The team is currently finalising funding, with the aim of launching the pilot phase in January. Once underway, it will test how the “playbooks” - the standardised approaches for integrating data and responding to early warnings - work in practice. These playbooks will then be refined, adapted, and shared across other local authorities and housing providers. 

The ambition is for Tower Hamlets to become a proof of concept, demonstrating that through shared data, joint governance, and resident-centred design, the UK can move from reacting to health crises to preventing them altogether. 

Building the Right Partnerships 

The project is being developed through collaboration between housing providers, NHS partners, and local authority public health teams. Each partner brings vital expertise: 

  • Housing providers understand the buildings, repairs, and resident engagement. 

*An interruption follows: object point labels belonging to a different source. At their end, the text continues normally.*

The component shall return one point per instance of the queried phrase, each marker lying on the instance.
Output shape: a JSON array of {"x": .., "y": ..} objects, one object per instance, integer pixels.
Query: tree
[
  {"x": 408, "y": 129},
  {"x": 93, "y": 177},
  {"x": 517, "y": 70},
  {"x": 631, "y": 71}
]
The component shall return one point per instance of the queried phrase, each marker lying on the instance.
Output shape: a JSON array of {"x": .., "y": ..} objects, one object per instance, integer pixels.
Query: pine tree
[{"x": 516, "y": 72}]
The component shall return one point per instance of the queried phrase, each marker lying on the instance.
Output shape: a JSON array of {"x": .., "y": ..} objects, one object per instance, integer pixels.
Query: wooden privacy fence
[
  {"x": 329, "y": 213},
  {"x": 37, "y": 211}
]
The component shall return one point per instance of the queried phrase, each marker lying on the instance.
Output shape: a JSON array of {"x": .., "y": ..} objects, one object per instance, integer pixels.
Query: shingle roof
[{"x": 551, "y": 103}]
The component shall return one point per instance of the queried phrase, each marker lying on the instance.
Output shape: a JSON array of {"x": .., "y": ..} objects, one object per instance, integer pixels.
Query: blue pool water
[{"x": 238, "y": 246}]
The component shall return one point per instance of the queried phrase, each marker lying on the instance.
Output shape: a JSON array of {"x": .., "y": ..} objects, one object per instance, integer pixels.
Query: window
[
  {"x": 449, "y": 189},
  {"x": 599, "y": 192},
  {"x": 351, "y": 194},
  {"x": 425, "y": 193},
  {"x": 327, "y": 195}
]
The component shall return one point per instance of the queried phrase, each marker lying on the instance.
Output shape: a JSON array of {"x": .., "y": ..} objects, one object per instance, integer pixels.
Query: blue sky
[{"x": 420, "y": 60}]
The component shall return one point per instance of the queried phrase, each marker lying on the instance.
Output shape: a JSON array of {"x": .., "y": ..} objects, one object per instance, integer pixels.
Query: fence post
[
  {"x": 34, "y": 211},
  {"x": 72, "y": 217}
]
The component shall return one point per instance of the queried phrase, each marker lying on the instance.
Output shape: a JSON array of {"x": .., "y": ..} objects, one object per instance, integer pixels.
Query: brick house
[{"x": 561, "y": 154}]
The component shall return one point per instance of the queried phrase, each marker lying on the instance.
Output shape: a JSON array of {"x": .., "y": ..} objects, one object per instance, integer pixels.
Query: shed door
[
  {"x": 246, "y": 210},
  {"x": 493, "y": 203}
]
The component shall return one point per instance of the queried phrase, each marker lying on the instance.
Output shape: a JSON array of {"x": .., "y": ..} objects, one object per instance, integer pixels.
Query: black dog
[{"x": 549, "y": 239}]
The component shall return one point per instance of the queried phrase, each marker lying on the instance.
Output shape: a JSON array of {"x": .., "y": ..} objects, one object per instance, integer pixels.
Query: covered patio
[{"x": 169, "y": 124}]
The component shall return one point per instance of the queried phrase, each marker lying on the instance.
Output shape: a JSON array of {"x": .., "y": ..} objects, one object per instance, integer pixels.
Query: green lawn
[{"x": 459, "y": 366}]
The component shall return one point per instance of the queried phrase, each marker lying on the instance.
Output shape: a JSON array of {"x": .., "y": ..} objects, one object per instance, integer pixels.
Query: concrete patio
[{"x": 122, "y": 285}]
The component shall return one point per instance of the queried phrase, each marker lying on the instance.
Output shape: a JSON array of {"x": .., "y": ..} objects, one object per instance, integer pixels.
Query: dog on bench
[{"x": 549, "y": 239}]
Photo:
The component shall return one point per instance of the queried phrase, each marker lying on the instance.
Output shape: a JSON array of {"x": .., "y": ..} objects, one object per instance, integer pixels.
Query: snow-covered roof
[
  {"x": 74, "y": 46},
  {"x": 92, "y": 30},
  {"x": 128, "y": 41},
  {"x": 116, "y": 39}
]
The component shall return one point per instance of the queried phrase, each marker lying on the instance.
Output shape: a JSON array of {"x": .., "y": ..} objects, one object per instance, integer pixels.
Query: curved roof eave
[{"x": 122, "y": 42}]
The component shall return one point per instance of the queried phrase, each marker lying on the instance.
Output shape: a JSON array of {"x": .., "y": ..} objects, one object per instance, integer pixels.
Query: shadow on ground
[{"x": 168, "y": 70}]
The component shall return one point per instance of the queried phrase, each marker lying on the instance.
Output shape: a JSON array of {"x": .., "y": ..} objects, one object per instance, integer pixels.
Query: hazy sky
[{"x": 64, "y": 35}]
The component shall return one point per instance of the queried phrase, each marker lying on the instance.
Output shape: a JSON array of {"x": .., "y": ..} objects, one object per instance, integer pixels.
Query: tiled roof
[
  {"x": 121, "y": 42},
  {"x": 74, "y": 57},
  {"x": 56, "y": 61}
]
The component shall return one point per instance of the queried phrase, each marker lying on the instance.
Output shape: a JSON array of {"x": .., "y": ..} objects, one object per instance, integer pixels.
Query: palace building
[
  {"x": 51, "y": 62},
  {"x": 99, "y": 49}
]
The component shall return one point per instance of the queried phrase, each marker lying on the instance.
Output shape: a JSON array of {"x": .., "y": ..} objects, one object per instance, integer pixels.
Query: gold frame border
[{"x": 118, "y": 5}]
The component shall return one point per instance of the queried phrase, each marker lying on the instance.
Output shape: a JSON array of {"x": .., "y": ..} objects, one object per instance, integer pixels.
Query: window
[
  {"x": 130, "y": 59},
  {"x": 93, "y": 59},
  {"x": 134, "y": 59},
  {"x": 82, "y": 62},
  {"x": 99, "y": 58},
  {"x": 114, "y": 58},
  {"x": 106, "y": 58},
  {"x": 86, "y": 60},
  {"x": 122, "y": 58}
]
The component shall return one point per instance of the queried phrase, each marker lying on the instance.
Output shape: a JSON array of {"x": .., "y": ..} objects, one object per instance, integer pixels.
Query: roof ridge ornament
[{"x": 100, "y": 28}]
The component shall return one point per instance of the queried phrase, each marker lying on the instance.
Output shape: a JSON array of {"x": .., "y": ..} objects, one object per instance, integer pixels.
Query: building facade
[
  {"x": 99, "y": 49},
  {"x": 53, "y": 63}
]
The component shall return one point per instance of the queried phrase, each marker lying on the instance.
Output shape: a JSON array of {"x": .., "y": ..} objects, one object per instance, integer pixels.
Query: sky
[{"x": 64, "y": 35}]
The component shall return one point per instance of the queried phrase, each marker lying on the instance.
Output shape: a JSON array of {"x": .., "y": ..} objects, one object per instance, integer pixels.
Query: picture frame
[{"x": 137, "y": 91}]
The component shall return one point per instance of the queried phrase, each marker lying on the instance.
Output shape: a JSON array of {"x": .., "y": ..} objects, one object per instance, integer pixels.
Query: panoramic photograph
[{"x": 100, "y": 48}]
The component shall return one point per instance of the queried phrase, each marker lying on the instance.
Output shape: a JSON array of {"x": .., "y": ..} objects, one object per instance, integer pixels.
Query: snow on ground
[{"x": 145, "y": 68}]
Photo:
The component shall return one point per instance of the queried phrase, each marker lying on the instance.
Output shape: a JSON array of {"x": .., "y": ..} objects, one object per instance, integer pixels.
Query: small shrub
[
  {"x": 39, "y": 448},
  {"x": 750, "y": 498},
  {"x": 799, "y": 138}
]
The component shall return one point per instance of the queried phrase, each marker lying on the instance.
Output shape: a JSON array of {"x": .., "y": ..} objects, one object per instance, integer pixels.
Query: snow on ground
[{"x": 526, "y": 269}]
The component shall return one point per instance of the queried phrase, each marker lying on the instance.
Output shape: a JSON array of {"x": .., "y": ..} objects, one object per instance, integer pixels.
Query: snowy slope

  • Health professionals understand the clinical impact and data needed for prevention. 

  • Technology and data specialists make the connections possible through IoT and analytics. 

Abi emphasised that the partnership model is built on shared responsibility, not hand-offs. “Traditionally, doctors refer patients and think the problem is passed on, and housing teams receive alerts but often have already acted. This project is about changing that narrative... working side by side, not one after the other.” 

She noted that public health involvement is key, ensuring that interventions align with both clinical priorities and the wider determinants of health. 

Resident Voice and Co-Design 

While data sits at the heart of the project, Abi was clear that resident experience must guide its design. The team plans to work directly with families in Tower Hamlets to understand the daily realities of managing damp, mould, and respiratory illness. 

Looking Ahead 

Once the Tower Hamlets pilot is established and evaluated, the team intends to expand the model nationally, creating a playbook that can be replicated by housing providers and local health systems across the UK. The Healthy Homes Hub will play a key role in sharing learning, connecting partners, and supporting scale-up. 

Abi closed the session by reaffirming the ambition: 

“We want to reach a point where no child becomes ill because of the home they live in. By linking housing and health data, acting early, and working together, we can make that a reality.” 

The project is still evolving, but its direction is clear... turning data into prevention, partnerships into action, and unhealthy housing into a thing of the past.